Fortron Automotive Treatments Pty Ltd v Jones (No 2) [2006] FCA 1401

Jefferson Ford Pty Ltd v Ford Motor Company of Australia Ltd [2008] FCA FCAFC 60; (2008) 167 FCR 372

Lenijamar Pty Ltd v AGC (Advances) Limited (1990) 27 FCR 388

Malayan Banking Berhad v Proceeds of the Sale of the Ship “Lauren Hansen” [2021] FCA 286

Management 3 Group Pty Ltd (In Liq) v Lennys Commercial Kitchens Pty Ltd (No 2) [2012] FCAFC 92; (2012) 203 FCR 283

Norddeutsche Landesbank Girozentrale v The Ship “Beluga Notification” (No 2) [2011] FCA 665

Owners of Ship Shin Kobe Maru v Empire Shipping Co Inc [1994] HCA 54; (1994) 181 CLR 404

Patrick Stevedores No 2 Pty Limited v MV "Turakina" [1998] FCA 495; (1998) 154 ALR 666

Speedo Holdings BV v Evans (No 2) [2011] FCA 1227

The "Guiseppi di Vittorio" [1998] 1 Lloyd’s Rep 136

The I Congresso del Partido [1978] QB 500

The Sanko Steamship Co Ltd v Australia Gloria Energy Group Pty Ltd [2012] FCA 798

Division:

General Division

Registry:

Western Australia

National Practice Area:

Admiralty and Maritime

Number of paragraphs:

43

Date of hearing:

Determined on the papers

Counsel for the Plaintiff:

Mr W Naseem

Solicitor for the Plaintiff:

Cocks Macnish

ORDERS

WAD 182 of 2022

BETWEEN:

SEALANES (1985) PTY LTD

Plaintiff

AND:

THE VESSEL MY "ISLAND ESCAPE"

Defendant

order made by:

FEUTRILL J

DATE OF ORDER:

4 MAY 2023

THE COURT ORDERS THAT:

1.    Pursuant to section 31A(1) of the Federal Court of Australia Act 1976 (Cth) judgment be entered for the plaintiff against the defendant in the sum of $231,976.43 together with interest in the sum of $9,896.49 and the costs of the proceedings, including any reserved costs, to be taxed.

2.    The defendant do pay the plaintiff’s costs of the application for summary judgment and default judgment to be taxed.

Note:    Entry of orders is dealt with in Rule 39.32 of the Federal Court Rules 2011.

REASONS FOR JUDGMENT

FEUTRILL J:

Introduction

1    These reasons concern the plaintiff’s interlocutory application for summary judgment and default judgment against the defendant ship (MY "Island Escape").

2    The plaintiffs in proceedings NSD 657 of 2022 had the ship arrested on 19 August 2022 at Roebuck Bay in Broome, Western Australia.
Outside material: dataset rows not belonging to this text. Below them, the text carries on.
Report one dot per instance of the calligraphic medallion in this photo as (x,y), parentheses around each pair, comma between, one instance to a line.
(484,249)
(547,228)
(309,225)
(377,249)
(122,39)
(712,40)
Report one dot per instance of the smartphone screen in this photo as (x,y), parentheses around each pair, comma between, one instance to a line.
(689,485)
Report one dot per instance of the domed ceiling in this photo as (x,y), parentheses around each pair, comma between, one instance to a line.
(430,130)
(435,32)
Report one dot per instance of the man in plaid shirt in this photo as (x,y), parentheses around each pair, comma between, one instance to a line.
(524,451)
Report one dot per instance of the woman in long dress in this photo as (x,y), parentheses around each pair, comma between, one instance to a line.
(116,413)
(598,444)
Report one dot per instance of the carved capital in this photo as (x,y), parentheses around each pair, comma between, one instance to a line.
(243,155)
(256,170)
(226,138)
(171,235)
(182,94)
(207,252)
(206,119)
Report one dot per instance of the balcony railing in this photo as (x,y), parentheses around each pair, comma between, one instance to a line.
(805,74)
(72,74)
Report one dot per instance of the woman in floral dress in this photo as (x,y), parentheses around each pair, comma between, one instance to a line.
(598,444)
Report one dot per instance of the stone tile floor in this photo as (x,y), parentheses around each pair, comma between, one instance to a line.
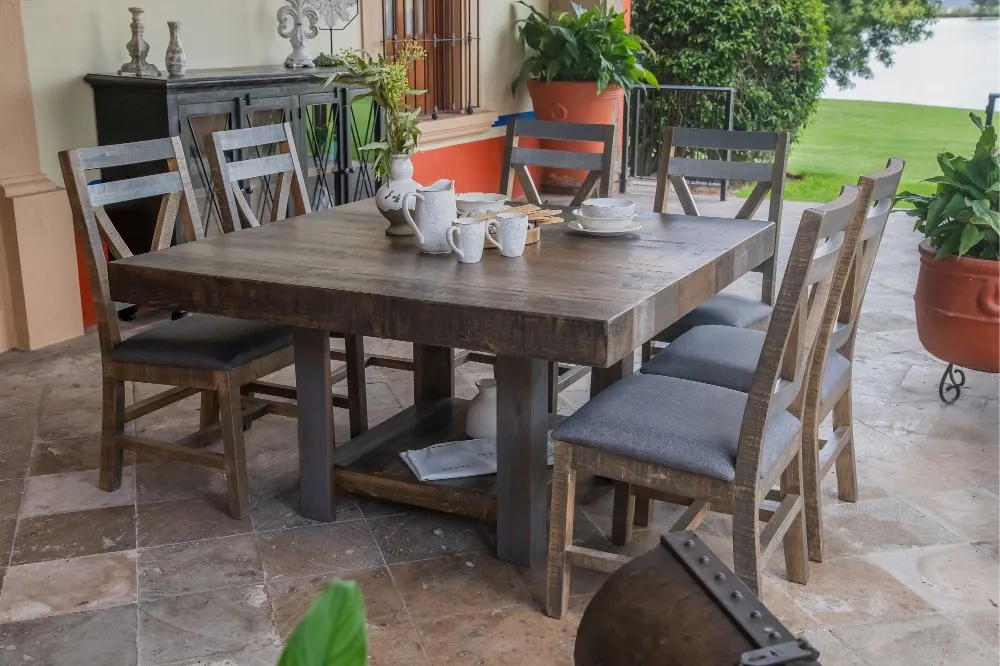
(156,574)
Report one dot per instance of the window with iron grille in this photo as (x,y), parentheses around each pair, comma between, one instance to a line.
(449,32)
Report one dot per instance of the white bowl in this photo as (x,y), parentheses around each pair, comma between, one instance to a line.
(603,223)
(608,208)
(470,202)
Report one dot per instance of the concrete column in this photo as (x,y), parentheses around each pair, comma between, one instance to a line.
(39,285)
The ship was later moved to Fremantle and sold by the Marshal under orders of the Court: see, Bank of New Zealand (Security Trustee) v The vessel MY "Island Escape" [2022] FCA 1230; Bank of New Zealand (Security Trustee) v The vessel MY "Island Escape" (No 2) [2023] FCA 101. On 23 February 2023, that sale was completed and the proceeds of the sale paid into Court.

3    The plaintiff applies for judgment on its claim pursuant to:

(a)    section 31A(1) of the Federal Court of Australia Act 1976 (Cth) and r 26.01(1)(e) of the Federal Court of Australia Rules 2011 (Cth), on the ground that there is no reasonable prospect of a successful defence of the claim; alternatively

(b)    rule 5.23(2)(b) of the Rules, on the ground that Island Escape Cruises (NZ) Limited, as the relevant person and demise charterer of the ship, is in default of its appearance in the proceeding.
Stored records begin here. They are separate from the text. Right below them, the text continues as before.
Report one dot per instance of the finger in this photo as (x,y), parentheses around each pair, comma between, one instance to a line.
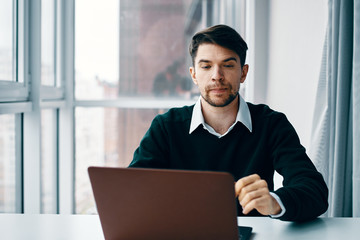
(253,195)
(259,184)
(261,204)
(242,182)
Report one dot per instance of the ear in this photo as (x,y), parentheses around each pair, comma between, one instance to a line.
(244,72)
(193,74)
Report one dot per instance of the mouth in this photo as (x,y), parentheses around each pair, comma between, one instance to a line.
(217,90)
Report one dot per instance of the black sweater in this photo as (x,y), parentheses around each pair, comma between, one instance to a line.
(272,145)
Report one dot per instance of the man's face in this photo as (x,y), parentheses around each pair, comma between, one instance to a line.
(218,74)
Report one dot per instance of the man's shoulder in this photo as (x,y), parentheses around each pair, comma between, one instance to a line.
(177,114)
(263,112)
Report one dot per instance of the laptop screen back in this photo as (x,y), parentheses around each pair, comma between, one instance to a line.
(164,204)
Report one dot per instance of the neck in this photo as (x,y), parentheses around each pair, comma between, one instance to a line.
(220,118)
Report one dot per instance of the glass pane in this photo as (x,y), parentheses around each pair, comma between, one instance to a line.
(49,175)
(109,139)
(7,164)
(6,40)
(48,28)
(132,48)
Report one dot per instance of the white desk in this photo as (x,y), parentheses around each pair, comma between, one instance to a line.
(68,227)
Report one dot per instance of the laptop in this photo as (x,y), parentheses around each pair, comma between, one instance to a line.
(135,203)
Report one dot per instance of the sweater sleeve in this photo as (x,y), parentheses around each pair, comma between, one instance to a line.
(153,150)
(304,192)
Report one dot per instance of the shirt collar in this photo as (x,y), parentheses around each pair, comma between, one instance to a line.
(243,116)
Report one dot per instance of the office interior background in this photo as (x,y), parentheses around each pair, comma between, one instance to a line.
(81,81)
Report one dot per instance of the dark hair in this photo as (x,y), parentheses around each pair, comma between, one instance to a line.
(222,35)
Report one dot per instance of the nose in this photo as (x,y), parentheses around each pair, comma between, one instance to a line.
(217,74)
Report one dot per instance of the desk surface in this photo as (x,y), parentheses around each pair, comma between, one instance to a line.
(40,227)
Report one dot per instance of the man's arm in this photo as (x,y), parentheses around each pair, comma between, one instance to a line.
(304,192)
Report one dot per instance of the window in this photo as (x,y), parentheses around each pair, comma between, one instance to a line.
(49,161)
(131,63)
(80,82)
(10,165)
(12,87)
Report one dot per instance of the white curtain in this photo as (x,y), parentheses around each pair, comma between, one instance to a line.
(335,147)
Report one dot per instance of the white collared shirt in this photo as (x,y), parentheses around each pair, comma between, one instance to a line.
(243,116)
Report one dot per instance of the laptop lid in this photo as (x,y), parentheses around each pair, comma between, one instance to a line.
(138,203)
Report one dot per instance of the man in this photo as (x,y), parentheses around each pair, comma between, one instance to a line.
(222,132)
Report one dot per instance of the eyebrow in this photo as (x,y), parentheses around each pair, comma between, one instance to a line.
(225,60)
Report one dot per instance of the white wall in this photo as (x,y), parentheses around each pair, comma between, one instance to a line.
(296,35)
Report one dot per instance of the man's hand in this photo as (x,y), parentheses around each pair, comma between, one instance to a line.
(253,193)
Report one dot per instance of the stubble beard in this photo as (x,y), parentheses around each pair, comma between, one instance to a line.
(223,103)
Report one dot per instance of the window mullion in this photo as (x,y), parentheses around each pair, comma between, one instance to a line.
(32,121)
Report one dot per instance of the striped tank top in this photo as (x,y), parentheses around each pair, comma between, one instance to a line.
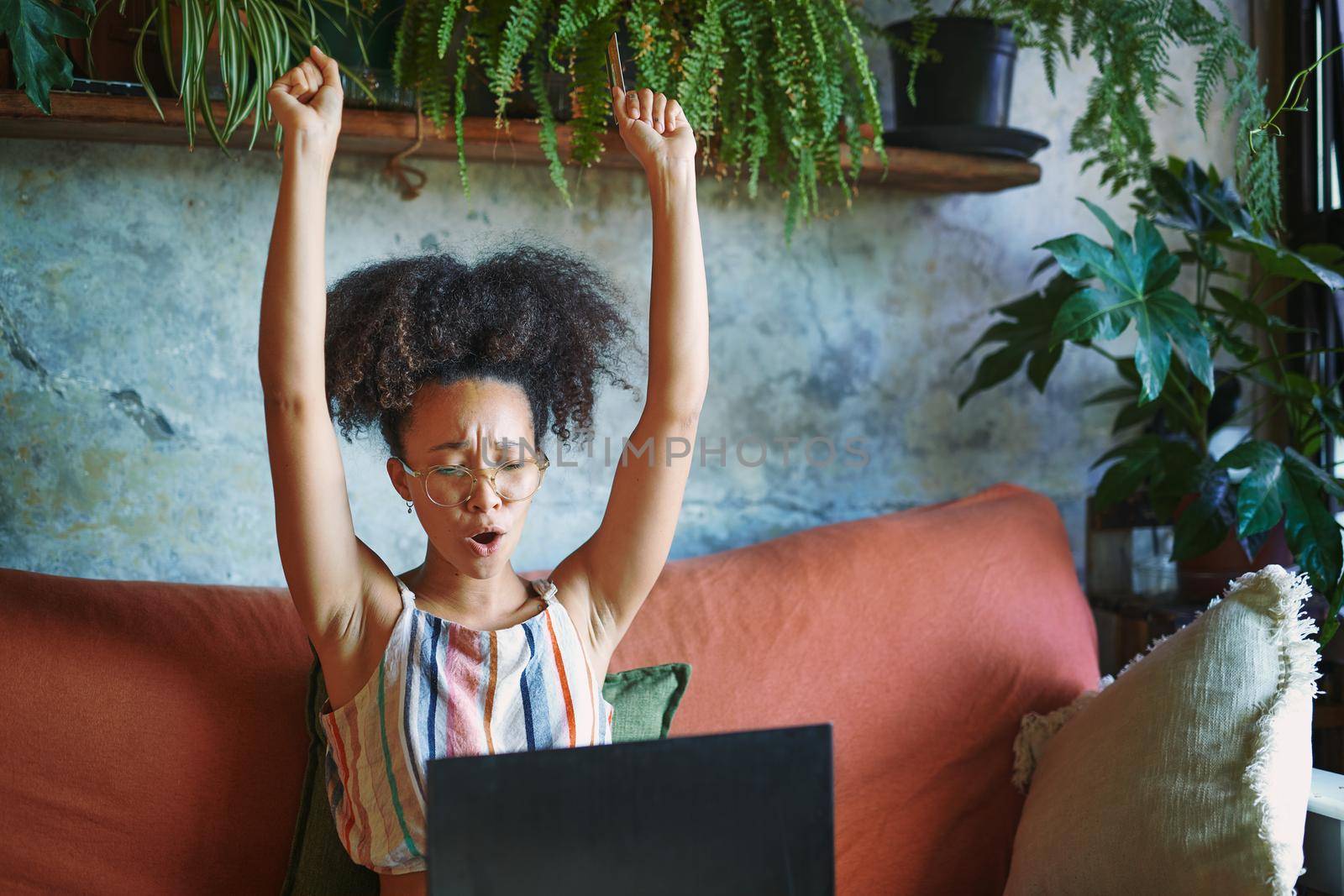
(444,689)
4    In substance, the plaintiff contends that:

(a)    the Court has in rem jurisdiction in respect of the plaintiff’s claim, on the ground that it is a general maritime claim;

(b)    the writ and particulars set out in it, together with the evidence available, demonstrate that Island Escape Cruises is indebted to the plaintiff in the sum of $231,976.43;

(c)    for the purposes of summary judgment, Island Escape Cruises has no reasonably arguable defence to the plaintiff’s claim; alternatively

(d)    for the purposes of default judgment:

(i)    Island Escape Cruises in default under r 5.22 of the Rules; and

(ii)    it is appropriate for the Court to exercise its discretion to grant judgment in default in circumstances in which Island Escape Cruises has not evinced any intention to participate in the proceedings or defend the plaintiff’s claims, and no risk of injustice arises from 'shutting' Island Escape Cruises out of an opportunity to defend the claim as it has no reasonably arguable defence.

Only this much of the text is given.